Seluruh umur hidup manusia merupakan perjuangan yang tak habis-habisnya, perjuangan untuk memenangkan suatu ideal, suatu cita-cita yang dirancang demi indahnya hari depan. Namun perjuangan itu bukan satu-satunya yang ditempuh dan dijalani, sebab manusia sendiri terdiri dari badan jasmani dan badan rohani. Penyair menuangkan perjalanan fisik dan batin dalam bentuk yang kreatif, di mana penyair menampilkan tanggapan dan renungannya terhadap suatu masalah atau kejadian, terhadap peristiwa alam dan situasi sosial tertentu.
TELAH BANYAK KUTULIS
Telah banyak kutulis tentang langit
tentang laut, angin dan gunung
telah banyak kutulis tentang hidup,
tentang maut, lara dan untung;
Telah banyak
Dan masih akan kutulis tentang langit,
tentang laut, angin dan burun-burung;
tentang hidup, mati dan tentang cinta
yang memberikan harapan dan kepercayaan
membangkitkan manusia
dai lembah putusasa
dan menjalankan hidup lebih berwarna
(Ajip Rosidi)
Sutan Takdir Alisahbana mendefinisikan puisi sebagai seni perkataan yang mesra. Mengapa? Sebab puisi merupakan ekspresi jiwa penyairnya secara merdeka. Penyair bisa menyatakan pengalaman fisik dan batinnya dalam kata-kata yang ekonomis, intens, magis atau bertuah; persaksian dirinya sebagai kreator dan inovator. Seorang penyair tidak begitu saja membiarkan setiap peristiwa berlalu, mereka sadar bahwa detik yang berlalu tak mungkin kembali. Maka mereka berusaha merekonstruksi kejadian dalam imajinasi.
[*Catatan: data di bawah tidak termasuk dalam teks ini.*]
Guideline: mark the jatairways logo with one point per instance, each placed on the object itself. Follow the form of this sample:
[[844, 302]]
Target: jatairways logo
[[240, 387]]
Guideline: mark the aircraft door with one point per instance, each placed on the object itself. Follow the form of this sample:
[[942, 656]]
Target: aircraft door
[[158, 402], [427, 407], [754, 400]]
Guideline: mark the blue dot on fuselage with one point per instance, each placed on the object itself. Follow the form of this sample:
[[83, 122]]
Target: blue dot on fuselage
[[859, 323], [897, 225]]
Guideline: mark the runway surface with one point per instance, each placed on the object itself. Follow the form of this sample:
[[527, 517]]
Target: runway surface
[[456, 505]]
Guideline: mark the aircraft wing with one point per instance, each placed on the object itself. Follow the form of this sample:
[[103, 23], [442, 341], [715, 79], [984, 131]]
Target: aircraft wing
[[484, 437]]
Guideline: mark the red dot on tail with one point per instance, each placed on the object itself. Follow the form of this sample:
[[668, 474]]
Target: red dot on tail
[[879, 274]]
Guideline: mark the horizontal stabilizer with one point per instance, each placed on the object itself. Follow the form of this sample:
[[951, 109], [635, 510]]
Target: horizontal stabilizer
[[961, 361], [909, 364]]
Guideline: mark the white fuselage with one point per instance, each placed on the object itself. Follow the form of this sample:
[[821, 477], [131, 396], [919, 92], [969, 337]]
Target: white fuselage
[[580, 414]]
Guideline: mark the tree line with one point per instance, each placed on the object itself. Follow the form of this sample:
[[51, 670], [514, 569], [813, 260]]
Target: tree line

Banyak alasan untuk menulis puisi. Seorang yang sedang jatuh cinta menuangkan perasaannya yang menggelora dalam rangkaian kata hingga menjadi puisi. Orang yang baru ditinggal seseorang yang dicintainya, menggambarkan duka lara dalam bait-bait puisi. Kegelisahan ketika melihat anak jalanan terpanggang matahari menjelma jadi puisi. Melihat senja membakar cakrawala, lahirlah puisi. Dan lebih banyak lagi alasan untuk menulis puisi.
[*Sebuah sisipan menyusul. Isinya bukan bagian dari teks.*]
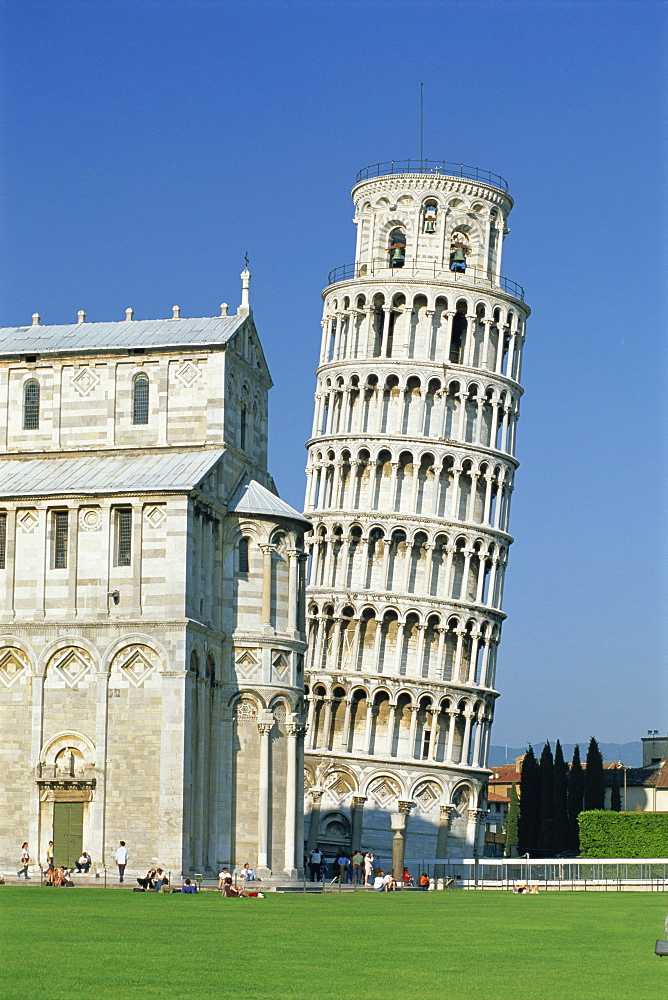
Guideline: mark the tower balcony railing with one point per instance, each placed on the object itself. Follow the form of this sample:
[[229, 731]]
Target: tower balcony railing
[[442, 167], [473, 276]]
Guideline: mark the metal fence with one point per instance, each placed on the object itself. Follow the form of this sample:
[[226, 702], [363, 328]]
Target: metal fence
[[551, 874], [473, 276], [443, 167]]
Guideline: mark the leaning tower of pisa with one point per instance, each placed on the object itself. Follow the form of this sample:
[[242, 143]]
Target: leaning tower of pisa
[[410, 471]]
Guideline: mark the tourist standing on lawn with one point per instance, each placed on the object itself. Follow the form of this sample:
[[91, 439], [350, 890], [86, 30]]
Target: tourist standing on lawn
[[121, 860], [368, 867], [25, 861], [343, 861]]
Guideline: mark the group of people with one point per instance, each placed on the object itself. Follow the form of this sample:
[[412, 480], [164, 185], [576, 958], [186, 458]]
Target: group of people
[[155, 880], [53, 875]]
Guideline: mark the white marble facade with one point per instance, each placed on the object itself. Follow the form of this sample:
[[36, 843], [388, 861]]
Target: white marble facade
[[151, 598], [410, 472]]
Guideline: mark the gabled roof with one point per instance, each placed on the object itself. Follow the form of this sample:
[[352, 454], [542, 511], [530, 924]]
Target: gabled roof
[[95, 474], [146, 333], [252, 498]]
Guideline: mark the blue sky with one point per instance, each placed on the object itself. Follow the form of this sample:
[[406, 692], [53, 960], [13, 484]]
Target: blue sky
[[147, 145]]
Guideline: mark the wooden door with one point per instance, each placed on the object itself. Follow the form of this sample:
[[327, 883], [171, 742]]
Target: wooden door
[[67, 833]]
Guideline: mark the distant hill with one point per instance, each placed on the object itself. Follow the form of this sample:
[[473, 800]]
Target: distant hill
[[628, 753]]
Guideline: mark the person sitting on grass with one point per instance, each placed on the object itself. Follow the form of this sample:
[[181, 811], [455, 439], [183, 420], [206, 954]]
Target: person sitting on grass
[[248, 874], [149, 879], [379, 880], [230, 891], [84, 863], [390, 883], [160, 879]]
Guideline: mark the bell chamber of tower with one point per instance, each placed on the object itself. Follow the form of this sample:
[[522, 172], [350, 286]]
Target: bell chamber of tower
[[411, 468]]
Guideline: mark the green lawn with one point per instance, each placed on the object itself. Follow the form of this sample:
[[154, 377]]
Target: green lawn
[[364, 946]]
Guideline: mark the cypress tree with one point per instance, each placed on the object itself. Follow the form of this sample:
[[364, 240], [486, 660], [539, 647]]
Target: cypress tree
[[615, 796], [529, 822], [594, 794], [575, 798], [546, 771], [560, 807], [512, 821]]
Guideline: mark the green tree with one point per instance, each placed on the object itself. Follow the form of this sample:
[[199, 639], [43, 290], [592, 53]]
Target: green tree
[[615, 797], [575, 798], [546, 771], [560, 806], [529, 823], [594, 793], [512, 821]]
Ketika ditanya mengapa menulis puisi, Taufik Ismail selalu menjawabnya dengan puisi:
DENGAN PUISI, AKU
Dengan puisi aku bernyanyi
Sampai senja umurku nanti
Dengan puisi aku bercinta
Berbatas cakrawala
Dengan puisi aku mengenang
Keabadian Yang Akan Datang
Dengan puisi aku menangis
Jarum waktu bila kejam mengiris
Dengan puisi aku mengutuk
Nafas zaman yang busuk
Dengan puisi aku berdoa
Perkenankanlah kiranya
(Taufik Ismail)
Puisi bukan hanya rangkaian kata tanpa arti atau rayuan gombal. Puisi adalah nyanyian yang terus disenandungkan hingga menutup mata. Puisi adalah sarana untuk mengungkapkan cinta yang tak pernah sirna. Cakrawala tidak punya batas; ia adalah lambang keindahan yang abadi. Masa setelah kehidupan adalah misteri. Manusia tidak pernah tahu apa yang bakal terjadi ketika menghadap Sang Pemilik. Maka dengan puisi, Taufik Ismail coba meraba bagaimana kira-kira ia akan menghadap Sang Penguasa Jiwa. Ketika bersedih, manusia butuh penopang untuk membuatnya tetap berdiri. Dan puisi adalah kawan yang tak pernah mengeluh. Senada dengan Rusli Marzuki Saria, puisi adalah cerana, sebuah wadah untuk memuntahkan berbagai kegelisahan dan kutukan. Itu bisa terjadi ketika seorang penyair tidak dapat mengubah zaman dengan kekuasaannya. Sebagai penutup, Taufik Ismail menulis, Dengan puisi aku berdoa/ Perkenankanlah kiranya. Kita pun berdoa, semoga para penyair tidak kehilangan kepekaan untuk mengkritisi zaman ini.